También, con la fecha, que se declaró por corresponder al nacimiento de la pionera de la apicultura moderna, Anton Janša, se busca proteger los hábitats y el fomento de la apicultura sostenible. Janša procede de una familia de apicultores de Eslovenia, donde la apicultura es una importante actividad agrícola de larga tradición.

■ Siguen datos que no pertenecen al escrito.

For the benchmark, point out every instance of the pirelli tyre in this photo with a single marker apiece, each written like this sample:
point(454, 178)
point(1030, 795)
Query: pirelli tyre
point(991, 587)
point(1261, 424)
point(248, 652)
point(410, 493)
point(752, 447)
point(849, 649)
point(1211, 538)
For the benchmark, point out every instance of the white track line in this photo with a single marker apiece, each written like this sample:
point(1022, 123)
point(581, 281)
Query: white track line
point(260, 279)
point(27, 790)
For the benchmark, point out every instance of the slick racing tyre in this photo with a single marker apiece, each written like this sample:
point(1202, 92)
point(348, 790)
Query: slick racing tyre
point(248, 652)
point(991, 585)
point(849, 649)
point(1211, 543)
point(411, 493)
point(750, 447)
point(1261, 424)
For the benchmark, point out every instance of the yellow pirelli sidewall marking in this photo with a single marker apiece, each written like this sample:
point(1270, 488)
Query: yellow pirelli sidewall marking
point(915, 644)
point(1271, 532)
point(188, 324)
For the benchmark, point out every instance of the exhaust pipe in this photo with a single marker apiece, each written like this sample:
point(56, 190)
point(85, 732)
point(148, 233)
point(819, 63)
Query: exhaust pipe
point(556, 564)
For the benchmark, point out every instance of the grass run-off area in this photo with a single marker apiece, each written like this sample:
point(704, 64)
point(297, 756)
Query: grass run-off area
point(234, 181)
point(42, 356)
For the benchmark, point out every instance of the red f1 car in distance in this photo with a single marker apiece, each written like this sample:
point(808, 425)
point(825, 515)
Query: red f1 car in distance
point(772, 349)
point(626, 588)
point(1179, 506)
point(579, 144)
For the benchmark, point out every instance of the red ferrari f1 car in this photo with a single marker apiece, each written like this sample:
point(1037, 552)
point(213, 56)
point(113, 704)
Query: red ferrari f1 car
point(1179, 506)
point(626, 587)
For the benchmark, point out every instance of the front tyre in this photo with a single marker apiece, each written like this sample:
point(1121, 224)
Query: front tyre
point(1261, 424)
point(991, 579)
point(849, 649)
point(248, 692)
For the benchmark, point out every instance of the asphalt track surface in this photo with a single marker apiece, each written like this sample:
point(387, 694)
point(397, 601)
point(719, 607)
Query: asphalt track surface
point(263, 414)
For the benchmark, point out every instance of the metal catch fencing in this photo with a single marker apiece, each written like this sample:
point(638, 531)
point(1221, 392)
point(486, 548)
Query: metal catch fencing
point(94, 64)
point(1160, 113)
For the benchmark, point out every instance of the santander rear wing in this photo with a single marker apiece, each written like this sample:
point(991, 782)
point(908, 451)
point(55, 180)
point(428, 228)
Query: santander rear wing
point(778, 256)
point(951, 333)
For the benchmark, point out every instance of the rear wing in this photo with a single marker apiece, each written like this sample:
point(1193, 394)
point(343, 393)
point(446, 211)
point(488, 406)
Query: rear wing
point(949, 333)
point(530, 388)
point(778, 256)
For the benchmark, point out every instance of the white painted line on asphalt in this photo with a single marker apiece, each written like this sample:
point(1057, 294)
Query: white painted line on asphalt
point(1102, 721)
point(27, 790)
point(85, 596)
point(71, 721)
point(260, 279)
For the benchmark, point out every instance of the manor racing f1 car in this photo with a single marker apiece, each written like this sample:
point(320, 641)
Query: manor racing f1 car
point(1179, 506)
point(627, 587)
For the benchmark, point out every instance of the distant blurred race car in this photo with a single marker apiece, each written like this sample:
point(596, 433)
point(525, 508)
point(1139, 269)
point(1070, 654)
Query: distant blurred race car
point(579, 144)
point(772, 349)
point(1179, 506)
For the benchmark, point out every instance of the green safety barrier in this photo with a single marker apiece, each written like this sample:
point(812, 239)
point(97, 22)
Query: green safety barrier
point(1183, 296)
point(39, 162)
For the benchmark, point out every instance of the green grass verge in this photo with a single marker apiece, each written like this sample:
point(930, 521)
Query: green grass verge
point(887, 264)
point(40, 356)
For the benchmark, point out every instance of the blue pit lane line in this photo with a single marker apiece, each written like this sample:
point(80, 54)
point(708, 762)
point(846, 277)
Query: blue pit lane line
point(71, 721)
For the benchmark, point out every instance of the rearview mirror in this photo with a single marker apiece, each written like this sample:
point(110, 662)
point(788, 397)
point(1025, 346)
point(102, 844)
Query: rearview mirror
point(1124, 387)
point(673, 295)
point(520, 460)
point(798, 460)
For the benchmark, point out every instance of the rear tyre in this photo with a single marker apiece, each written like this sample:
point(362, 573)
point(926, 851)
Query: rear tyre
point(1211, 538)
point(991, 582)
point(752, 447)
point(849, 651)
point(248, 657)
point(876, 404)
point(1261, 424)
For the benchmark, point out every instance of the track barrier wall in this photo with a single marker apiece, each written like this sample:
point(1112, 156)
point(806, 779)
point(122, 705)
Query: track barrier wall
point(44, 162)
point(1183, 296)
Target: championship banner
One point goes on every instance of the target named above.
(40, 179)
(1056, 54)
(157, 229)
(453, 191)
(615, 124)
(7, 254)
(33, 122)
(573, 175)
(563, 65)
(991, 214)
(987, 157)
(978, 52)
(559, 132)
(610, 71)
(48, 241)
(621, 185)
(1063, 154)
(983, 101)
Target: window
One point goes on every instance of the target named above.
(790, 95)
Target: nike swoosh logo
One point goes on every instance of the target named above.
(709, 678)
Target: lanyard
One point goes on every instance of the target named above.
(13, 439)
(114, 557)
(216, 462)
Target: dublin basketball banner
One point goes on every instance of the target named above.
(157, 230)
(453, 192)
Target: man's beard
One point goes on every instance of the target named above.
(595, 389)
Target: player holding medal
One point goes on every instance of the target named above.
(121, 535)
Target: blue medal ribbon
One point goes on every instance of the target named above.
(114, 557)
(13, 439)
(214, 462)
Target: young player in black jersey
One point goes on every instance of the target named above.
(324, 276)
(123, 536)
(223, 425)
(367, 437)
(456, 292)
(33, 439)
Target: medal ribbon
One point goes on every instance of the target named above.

La polinización de las abejas mantiene vivo el equilibrio de los ecosistemas y permite que muchos de los alimentos que consumimos existan. Además, las abejas ayudan a mantener la estabilidad climática, favorecen los sistemas agrícolas más sostenibles, reducen la dependencia de cultivos intensivos y disminuyen indirectamente las emisiones de gases de efecto invernadero.
Al transportar el polen de una flor a otra, las abejas consiguen que haya una variedad de frutas, verduras y semillas, y hace que las cosechas sean de mejor calidad, para contribuir así a la seguridad alimentaria y la nutrición.
Las prácticas agrícolas agresivas, los pesticidas y el cambio climático, han provocado una pérdida masiva de los hábitats de las 20 mil especies de abejas conocidas. Al menos 5 mil especies no han sido vistas desde los años 90, por lo que estamos ante una crisis silenciosa pero todavía reversible.
Pequeñas acciones pueden marcar una gran diferencia en la conservación de las abejas, entre las que figuran plantar flores nativas, evitar pesticidas, dejar agua limpia en los jardines, y apoyar a los productores y apicultores.